Former Cask Technologies executive Mark Larsen has finally been indicted and charged in the ongoing bribery scandal involving former SPAWAR representative James Soriano. Despite this, Cask still holds full CMMC assessment body authorization by The Cyber AB.
Larsen was arrested and released on a $20,000 secured bond. The court filings indicated that a secured bond was necessary because “an unsecured bond will not reasonably assure the defendant’s appearance as required,” suggesting the court felt Larsen could be a flight risk. The bond conditions require that Larsen not use any alcohol.
In 2021, Oxebridge had identified Cask as the company referred only to as “Contractor-1” in a case against Liberty Gutierrez, a former Cask employee who later pleaded guilty and is facing sentencing in the case. A related defendant, Dawnell Parker, also pleaded guilty, and Soriano himself was arrested and pleaded guilty, and now he also faces sentencing. Through it all, it was expected that an indictment of Larsen and/or his wife, Elizabeth Guezzale, would occur at any time.
At the time of the original Oxebridge reporting, Cask had only been granted a “candidate C3PAO” status within the CMMC scheme. Oxebridge notified The Cyber AB of the case and demanded that Cask be denied full C3PAO status. Sources within the AB reported that the accreditation body, led by Matt Travis and “ethics” chief Wayne Boline of Raytheon (RTX), simply asked Cask if the Oxebridge reporting was factual, and they denied it. Rather than verify the details, The Cyber AB accepted Cask’s statement — presumably made by President Kate Ehrle, a vocal supporter of the CMMC scheme and AB itself — at face value. The Cyber AB then approved Cask as a full C3PAO, ignoring the reporting and grave ethical concerns.
The arrest of Larsen and the probe into other Cask executives now proves The Cyber AB erred in this decision and provides more evidence of the AB’s lack of concern over corruption, conflicts of interest, and criminal activities done by parties under its watch.
It is reasonable to assume that if Cask executives were willing to bribe government officials to steer contracts its way, then it could well use its position as a CMMC assessment body to “fail” companies it perceives as competitors, leaving itself to pick up those contracts itself. This possibility was raised by stakeholders early in the CMMC scheme’s development, but the DoD ignored calls to ensure that C3PAOs only be selected from proven auditing bodies without conflicts of interest. Now, the majority of Cyber AB-approved bodies are competitors to the companies they will be assessing, and neither the DoD nor the AB has any means of mitigating this.
Other Cask Execs Likely to Be Arrested
The DoJ’s court filings include other as-yet-unnamed defendants from within Cask, suggesting that Ehrle and Guezzale — and possibly others — may still be indicted and arrested. Ehrle was Director of Sales and Business Development during the Soriano bribery activities, which included Cask hiring Soriano’s wife as a Cask employee. It seems unlikely the head of sales would not know that her department won contracts based on having hired the SPAWAR’s representative’s wife, who had allegedly been working in the Cask building. Regardless, Ehrle was promoted to President of Cask in 2019.

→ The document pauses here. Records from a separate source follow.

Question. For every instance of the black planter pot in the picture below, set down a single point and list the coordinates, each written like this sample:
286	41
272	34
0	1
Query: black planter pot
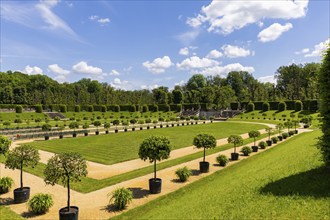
155	185
204	167
234	156
269	142
255	148
71	214
21	195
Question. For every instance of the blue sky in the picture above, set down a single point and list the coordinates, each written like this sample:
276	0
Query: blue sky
144	44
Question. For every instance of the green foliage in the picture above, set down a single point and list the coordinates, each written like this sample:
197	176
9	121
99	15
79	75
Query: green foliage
246	150
183	173
121	197
40	203
323	83
222	160
281	106
22	156
18	109
5	184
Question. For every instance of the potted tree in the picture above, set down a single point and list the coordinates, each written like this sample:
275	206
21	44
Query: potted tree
279	128
46	128
155	148
66	168
19	157
5	182
97	124
73	125
269	130
237	141
205	141
254	134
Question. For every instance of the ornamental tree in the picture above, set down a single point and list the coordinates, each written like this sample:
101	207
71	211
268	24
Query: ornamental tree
22	156
205	141
155	148
65	168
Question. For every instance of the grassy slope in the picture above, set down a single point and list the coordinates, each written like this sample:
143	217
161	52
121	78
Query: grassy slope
286	182
114	148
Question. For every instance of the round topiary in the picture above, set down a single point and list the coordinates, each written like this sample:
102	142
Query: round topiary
281	106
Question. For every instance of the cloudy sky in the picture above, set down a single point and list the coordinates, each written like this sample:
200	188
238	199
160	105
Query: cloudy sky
145	44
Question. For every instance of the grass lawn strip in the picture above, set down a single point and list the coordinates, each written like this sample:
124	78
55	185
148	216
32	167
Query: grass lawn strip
287	182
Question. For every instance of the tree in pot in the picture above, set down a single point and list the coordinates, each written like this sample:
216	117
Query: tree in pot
46	128
19	157
254	134
269	131
237	141
155	148
279	128
73	125
66	168
205	141
97	124
5	182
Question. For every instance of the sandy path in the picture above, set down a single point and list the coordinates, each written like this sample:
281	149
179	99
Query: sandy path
94	205
101	171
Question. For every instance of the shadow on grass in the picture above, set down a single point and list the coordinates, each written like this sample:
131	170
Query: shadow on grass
315	183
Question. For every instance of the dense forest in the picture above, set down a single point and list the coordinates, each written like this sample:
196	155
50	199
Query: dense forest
294	82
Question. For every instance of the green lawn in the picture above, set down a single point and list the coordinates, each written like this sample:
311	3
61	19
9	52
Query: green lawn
114	148
286	182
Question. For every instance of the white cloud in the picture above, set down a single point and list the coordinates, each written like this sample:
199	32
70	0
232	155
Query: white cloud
214	54
158	65
82	67
32	70
224	70
273	32
55	68
114	73
265	79
318	49
184	51
235	51
196	63
226	16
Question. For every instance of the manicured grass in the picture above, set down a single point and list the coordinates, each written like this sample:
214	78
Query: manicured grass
114	148
7	214
286	182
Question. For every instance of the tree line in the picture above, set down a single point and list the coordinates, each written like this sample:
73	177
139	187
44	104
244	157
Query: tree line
293	82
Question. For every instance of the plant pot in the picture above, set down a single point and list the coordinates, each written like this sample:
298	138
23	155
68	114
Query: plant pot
155	185
234	156
71	214
204	167
21	195
255	148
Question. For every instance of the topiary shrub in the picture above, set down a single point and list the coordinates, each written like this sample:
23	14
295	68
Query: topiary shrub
40	203
183	173
265	106
121	197
281	106
222	160
250	107
298	106
18	109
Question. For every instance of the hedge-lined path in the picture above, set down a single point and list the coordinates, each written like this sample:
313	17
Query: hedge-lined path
101	171
94	205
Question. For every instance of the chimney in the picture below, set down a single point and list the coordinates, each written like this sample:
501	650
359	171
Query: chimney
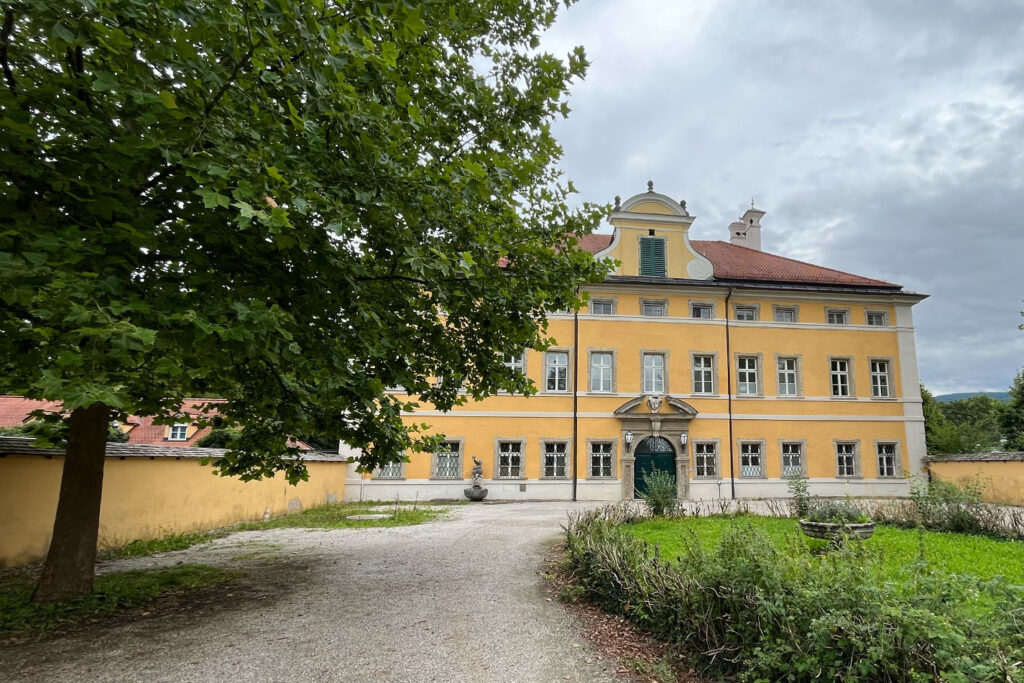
747	230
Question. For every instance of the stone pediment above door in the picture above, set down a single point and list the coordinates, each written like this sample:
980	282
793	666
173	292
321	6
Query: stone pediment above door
663	408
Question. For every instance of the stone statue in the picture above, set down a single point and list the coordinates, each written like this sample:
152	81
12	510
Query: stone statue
476	492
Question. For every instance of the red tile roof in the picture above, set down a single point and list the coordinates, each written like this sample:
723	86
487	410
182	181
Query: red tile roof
736	262
14	411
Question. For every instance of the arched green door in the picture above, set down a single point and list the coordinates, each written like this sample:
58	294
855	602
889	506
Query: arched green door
654	453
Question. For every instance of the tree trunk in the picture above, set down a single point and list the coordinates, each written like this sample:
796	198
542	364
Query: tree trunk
69	567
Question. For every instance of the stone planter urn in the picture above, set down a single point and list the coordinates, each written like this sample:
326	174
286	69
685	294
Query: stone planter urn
476	493
837	530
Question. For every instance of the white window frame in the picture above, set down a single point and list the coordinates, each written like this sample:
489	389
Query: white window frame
837	377
883	313
882	381
749	447
500	451
710	305
713	371
597	372
844	312
797	379
897	469
435	465
790	447
701	456
776	309
656	304
173	433
652	386
844	451
743	386
550	449
392	470
754	309
602	301
601	457
565	377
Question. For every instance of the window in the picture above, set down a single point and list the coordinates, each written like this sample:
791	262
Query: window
793	460
705	459
880	379
652	308
747	312
837	315
877	317
888	464
787	377
652	256
784	313
601	369
840	369
390	471
509	460
515	361
554	459
701	310
750	459
704	374
846	460
653	373
556	371
446	462
600	459
747	376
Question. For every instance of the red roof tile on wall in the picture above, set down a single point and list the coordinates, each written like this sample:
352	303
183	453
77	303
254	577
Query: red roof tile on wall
14	411
736	262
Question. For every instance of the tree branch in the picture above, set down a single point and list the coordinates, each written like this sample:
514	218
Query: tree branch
5	33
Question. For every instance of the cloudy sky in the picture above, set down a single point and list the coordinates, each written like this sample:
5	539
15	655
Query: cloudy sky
884	138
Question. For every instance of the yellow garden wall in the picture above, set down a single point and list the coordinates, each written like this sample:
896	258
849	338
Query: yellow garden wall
1004	479
146	498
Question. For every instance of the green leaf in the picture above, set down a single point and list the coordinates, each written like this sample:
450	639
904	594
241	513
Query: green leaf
168	99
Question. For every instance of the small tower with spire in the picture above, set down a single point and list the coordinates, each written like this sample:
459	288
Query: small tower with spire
747	230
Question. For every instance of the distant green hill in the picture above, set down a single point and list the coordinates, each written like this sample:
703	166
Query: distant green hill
997	395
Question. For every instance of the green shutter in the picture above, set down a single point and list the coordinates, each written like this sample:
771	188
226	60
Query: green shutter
652	256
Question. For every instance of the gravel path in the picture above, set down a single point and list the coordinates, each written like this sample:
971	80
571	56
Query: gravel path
454	600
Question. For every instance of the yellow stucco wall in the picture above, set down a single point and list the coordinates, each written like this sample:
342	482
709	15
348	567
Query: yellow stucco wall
1005	480
147	499
813	417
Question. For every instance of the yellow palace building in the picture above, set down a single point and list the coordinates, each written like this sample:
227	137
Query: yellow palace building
729	367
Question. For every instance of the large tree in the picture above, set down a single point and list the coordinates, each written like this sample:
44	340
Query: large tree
289	204
1013	416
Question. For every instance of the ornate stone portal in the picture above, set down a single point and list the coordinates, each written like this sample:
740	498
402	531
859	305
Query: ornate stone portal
655	416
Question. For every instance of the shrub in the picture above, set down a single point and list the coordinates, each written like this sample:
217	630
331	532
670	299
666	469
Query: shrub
944	506
660	494
800	497
758	611
218	438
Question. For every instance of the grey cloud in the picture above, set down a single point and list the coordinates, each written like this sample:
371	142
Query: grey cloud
884	138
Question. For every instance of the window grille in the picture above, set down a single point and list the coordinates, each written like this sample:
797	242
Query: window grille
600	459
554	459
750	460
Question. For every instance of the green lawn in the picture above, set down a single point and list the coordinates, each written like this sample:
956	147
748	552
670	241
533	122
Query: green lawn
955	553
22	617
336	515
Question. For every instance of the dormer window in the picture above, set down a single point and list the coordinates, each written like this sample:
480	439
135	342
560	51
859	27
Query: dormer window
652	257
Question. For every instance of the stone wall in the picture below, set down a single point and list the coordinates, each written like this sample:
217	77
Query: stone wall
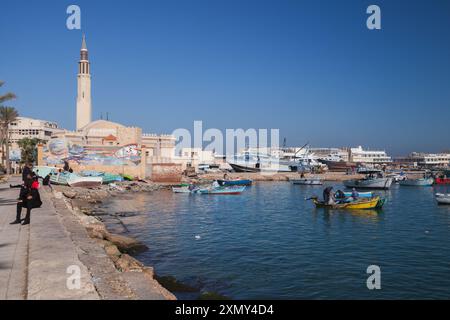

Larsen stepped down from Cask in January of 2024 to “focus on his family,” a sign that he knew his arrest was imminent.
The US Dept of Defense’s Office of the Chief Information Officer (CIO) oversees the CMMC scheme, and CIO representative Stacy Bostjanick has repeatedly refused to hold the Cyber AB or CMMC scheme actors accountable for ethics breaches. Bostjanick and the DoD have gone so far as to ignore violations of law by the AB and dilute accreditation requirements for the body to allow more conflicts of interest rather than mitigate them.
Other than Bostjanick, nearly every government employee related to the formation of CMMC has fled their government position, some going to work in companies that now sell CMMC services.
Oxebridge argues the entire scheme is illegal because the US government may not invent private companies without passing a law or other act of Congress. Former DoD representative Katie Arrington invented The Cyber AB out of thin air, handed control of it over to her friend and political donor Ty Schieber, and then left her position to sell CMMC services for IT firm Exiger. This creates a precedent that would allow any mid-level Federal bureaucrat the right to create private companies at will for their gain. Any Federal employee could, therefore, create a new Post Office for Transportation Security Administration (TSA) without any Congressional approval.
Larseon faces up to fifteen years in Federal prison and $250,000 in fines.
UPDATE 20 November 2024: added information about Larsen’s bond conditions, as the court docket has now been made public.